I tragici eventi del '43
Quarantanove B17 si affacciano sul cielo cagliaritano, sganciando il loro carico di bombe. Ventiquattro ordigni della flotta anglo-americana arrivano sulla città Obiettivo: il porto e le sue navi, bersaglio mancato due giorni prima. È il 28 febbraio 1943, «una bellissima giornata di sole», rievoca Giampaolo Lallai, moderatore dell'incontro, «improvvisamente oscurata, alle 12,50, da alcuni colpi di cannone». La città è travolta da una nuova ondata di distruzione dopo il bombardamento del 17 febbraio. Alle 13,05 vengono sganciati gli ultimi ordigni. L'epilogo è tragico: quattrocento morti più un numero imprecisato di feriti, dispersi e non identificati.
Sono passati 69 anni e la ferita è ancora aperta. Ieri, a Palazzo Siotto, la sala era gremita, e la città ha ricordato attraverso le parole dello storico Aldo Accardo, presidente della fondazione “Giuseppe Siotto”, l'intervento di Mario Lixi, coordinatore della memoria storica “Cagliari 1943”, e la proiezione di film di Sergio Orani. «È stata una pagina terribile, che ha segnato la fine della città come capoluogo della Sardegna», ha raccontato Pierluigi Leo, assessore comunale ai Servizi tecnologici, portando i saluti del sindaco Massimo Zedda. Ma segnate anche dal «miracolo della rinascita, senza precedenti e unica nella storia della città». Il concetto della ricostruzione è ripreso da Myriam Quaquero: «Nel '43 la città si svuotò, ricordo ancora le immagini desolanti della processione di Sant'Efisio». Eppure i cagliaritani sono riusciti a reagire «ricostruendo la città più bella di prima», rimarca Accardo. «Il 28 marzo '44, a poco più di un anno dai bombardamenti, fu organizzato il primo concerto», aggiunge la Quaquero.
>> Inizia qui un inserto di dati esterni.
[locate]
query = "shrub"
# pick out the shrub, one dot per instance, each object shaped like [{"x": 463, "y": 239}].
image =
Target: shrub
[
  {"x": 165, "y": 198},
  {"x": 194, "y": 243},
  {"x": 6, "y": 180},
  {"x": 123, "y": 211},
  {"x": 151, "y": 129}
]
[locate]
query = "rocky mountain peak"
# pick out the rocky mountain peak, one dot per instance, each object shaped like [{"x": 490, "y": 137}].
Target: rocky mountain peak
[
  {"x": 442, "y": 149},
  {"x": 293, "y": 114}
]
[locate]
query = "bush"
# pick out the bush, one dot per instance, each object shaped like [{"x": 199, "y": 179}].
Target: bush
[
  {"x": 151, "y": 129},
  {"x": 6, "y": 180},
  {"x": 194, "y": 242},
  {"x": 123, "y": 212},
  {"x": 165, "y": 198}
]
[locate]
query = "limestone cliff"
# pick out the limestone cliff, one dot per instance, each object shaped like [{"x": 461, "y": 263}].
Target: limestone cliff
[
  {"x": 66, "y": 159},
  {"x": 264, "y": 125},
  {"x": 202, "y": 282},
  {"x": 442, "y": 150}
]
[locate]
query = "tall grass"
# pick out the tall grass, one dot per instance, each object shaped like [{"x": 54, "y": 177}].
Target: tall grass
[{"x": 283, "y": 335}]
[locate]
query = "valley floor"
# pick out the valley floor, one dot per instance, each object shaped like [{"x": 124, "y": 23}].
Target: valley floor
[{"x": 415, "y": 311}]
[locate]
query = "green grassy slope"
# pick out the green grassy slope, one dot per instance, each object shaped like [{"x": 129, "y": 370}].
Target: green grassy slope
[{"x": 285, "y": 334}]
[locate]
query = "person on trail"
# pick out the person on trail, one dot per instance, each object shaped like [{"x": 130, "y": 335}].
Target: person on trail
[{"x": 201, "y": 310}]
Segno che la voglia di riscatto e di rinascita degli anni del dopoguerra aveva prevalso sulla rassegnazione davanti alle macerie. «Anni non sempre ricordati con il dovuto risalto», polemizza Lallai, «spesso per colpa di noi istituzioni», ammette Leo. L'idea di Lixi di «realizzare un “museo della memoria” per ricordare le dolorose conseguenze di un dramma inaspettato», sarebbe certo un modo per portare luce. «Il dovere degli storici è quello di dare risposte», precisa Accardo. «Dobbiamo ancora capire perché gli alleati decisero di bombare la città».